Jena SDB IRI validation
I have got several strange IRIs that I want to insert into Jena SDB, but I got some error messages:
- http://example.org/text/1234#offset_2311_2317_10-12% the error message is: Code: 30/ILLEGAL_PERCENT_ENCODING in FRAGMENT: The host component a percent occurred without two following hexadecimal digits.
- http://example.org/text/5678#offset_365_370_NDZ#2 the error message is: Code: 0/ILLEGAL_CHARACTER in FRAGMENT: The character violates the grammar rules for URIs/IRIs.
- http://example.org/text/7890#offset_8872_8878__"Fren the error message is: Code: 4/UNWISE_CHARACTER in FRAGMENT: The character matches no grammar rules of URIs/IRIs. These characters are permitted in RDF URI References, XML system identifiers, and XML Schema anyURIs.

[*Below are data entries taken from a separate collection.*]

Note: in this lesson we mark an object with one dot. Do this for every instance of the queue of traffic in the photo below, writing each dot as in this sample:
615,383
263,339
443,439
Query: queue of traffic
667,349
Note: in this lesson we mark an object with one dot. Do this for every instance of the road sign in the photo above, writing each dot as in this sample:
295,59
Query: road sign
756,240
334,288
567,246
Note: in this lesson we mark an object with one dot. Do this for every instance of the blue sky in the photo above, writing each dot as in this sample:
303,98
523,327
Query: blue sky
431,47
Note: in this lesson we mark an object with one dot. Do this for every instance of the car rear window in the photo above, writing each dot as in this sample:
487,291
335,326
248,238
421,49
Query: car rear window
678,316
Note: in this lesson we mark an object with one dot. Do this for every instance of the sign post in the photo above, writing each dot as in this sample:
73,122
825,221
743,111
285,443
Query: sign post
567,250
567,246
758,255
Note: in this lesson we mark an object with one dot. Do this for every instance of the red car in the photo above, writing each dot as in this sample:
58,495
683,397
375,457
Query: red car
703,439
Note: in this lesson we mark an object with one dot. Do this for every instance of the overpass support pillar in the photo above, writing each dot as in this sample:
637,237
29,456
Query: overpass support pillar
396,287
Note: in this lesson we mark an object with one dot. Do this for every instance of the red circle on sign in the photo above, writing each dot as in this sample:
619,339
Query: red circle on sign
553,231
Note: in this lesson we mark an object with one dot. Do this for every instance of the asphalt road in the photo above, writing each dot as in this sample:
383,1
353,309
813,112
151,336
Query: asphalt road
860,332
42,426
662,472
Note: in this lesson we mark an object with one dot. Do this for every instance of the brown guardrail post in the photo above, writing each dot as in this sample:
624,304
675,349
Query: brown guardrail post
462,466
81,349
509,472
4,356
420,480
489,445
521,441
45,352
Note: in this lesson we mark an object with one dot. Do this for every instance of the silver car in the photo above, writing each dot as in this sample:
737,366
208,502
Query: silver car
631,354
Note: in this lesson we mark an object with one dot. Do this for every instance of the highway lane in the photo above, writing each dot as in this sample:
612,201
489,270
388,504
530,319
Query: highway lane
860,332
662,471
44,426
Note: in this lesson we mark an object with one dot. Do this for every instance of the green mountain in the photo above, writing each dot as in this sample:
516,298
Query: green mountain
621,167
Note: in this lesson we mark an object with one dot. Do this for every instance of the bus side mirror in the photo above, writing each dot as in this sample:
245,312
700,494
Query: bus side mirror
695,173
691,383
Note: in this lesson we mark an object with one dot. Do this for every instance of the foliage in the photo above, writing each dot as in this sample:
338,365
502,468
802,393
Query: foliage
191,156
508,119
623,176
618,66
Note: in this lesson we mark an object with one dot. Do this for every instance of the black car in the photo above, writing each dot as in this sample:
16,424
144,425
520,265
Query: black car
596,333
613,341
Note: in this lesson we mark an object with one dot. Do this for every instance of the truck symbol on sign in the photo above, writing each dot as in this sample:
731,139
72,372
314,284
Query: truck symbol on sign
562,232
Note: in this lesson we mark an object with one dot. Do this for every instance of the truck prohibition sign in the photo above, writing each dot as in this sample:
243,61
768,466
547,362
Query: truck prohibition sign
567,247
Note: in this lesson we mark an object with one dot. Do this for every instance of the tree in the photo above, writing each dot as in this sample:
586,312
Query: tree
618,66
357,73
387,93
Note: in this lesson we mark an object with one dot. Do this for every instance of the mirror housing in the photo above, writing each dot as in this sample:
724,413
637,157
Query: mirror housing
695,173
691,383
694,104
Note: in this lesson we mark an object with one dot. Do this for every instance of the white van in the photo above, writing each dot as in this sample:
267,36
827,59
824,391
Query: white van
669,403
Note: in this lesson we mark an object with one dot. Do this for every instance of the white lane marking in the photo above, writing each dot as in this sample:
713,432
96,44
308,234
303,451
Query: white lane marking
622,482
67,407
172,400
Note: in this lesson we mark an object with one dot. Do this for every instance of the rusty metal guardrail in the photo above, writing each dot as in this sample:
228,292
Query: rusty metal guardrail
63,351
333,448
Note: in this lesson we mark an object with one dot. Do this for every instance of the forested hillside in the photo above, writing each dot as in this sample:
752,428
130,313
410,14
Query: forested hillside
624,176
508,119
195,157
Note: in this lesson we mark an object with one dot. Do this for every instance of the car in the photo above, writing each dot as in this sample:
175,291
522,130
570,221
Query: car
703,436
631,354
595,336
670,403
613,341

The string 10-12%, NDZ#2 and _"Fren are extracted from plain text document and I have to attach it directly at the back of the IRIs. So my question is: are they valid IRIs? If not, considering I need to attach plain text at the back of IRIs, how can I convert them to valid IRIs?
1 is wrong because it ends in % -- % is for hex encoding so it must be %xx
Encode the % -- use %25
2 is wrong because it has two fragments. USe %23 is you mean # as a charcater, not as a fragment
3 has " in it. Encode that.
Spaces are a bad idea as well. Use %20.